Se quedó durante la venta de pasteles, luego pagó tanto el café como la tarta antes de acompañarme hasta mi coche como si aún viviéramos en 1972, antes de que la vida nos separara.
Después de eso, nos quedábamos en el mismo restaurante todos los martes.
Habló de su difunta esposa, Patricia, que llevaba casi 10 años ausente, y de sus hijos adultos, Margaret y Daniel, que vivían cerca y llamaban todos los domingos. Le hablé de Howard, de nuestro largo y bueno matrimonio y de los años aún más largos de silencio que siguieron.
“Siempre me he preguntado por ti”, dijo Garrett una tarde mientras removía azúcar en su café.

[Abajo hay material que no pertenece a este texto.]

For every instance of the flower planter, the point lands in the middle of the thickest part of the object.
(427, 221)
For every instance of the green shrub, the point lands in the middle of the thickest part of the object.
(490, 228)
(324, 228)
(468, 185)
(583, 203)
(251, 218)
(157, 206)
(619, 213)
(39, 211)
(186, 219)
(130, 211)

“Tuviste una forma curiosa de demostrarlo con cinco décadas de silencio”, le rebatí.
“La vida se interpuso.”
“La vida siempre lo hace.”
Seis meses después, Garrett estaba en mi porche y cumplió parcialmente su antigua promesa pidiéndome matrimonio. Aún no tenía el anillo, pero dijo que estaba trabajando en ello.
Dije: “¡Sí!” No por su mansión ni por la riqueza de la que sus hijos acabarían susurrando. Acepté porque recordaba al niño que una vez me acompañó a casa bajo la lluvia.
Nuestra cena de compromiso tuvo lugar en la mansión de Garrett, donde conocí a sus hijos en persona por primera vez.
Margaret me abrazó con los brazos pero no con los hombros. Daniel me estrechó la mano con la formalidad de quien saluda a un contratista.
“Qué alegría conocerte por fin”, dijo mi futura nuera (nuera), con una sonrisa educada pero forzada.
“Tu padre me ha contado mucho sobre vosotros dos”, respondí.
Más tarde, mientras me dirigíamos al aseo, escuché a Garrett hablando en voz baja en el pasillo.
“Margaret, no voy a cambiar nada. Ya hemos hablado de esto”, dijo mi prometido.
“Papá, por favor, piénsalo.”
Me aparté antes de que me vieran. Por primera vez desde que Garrett volvió a mi vida, me pregunté en qué me había metido exactamente.
La primera mañana que desperté en la casa de Garrett como su esposa, esperaba sentirme como una visitante que había permanecido demasiado tiempo. En cambio, mi marido trajo café en una taza de porcelana y besó la coronilla como si fuera parte de su rutina durante años.
“Deja de sonreír”, dije. “Lo vas a derramar.”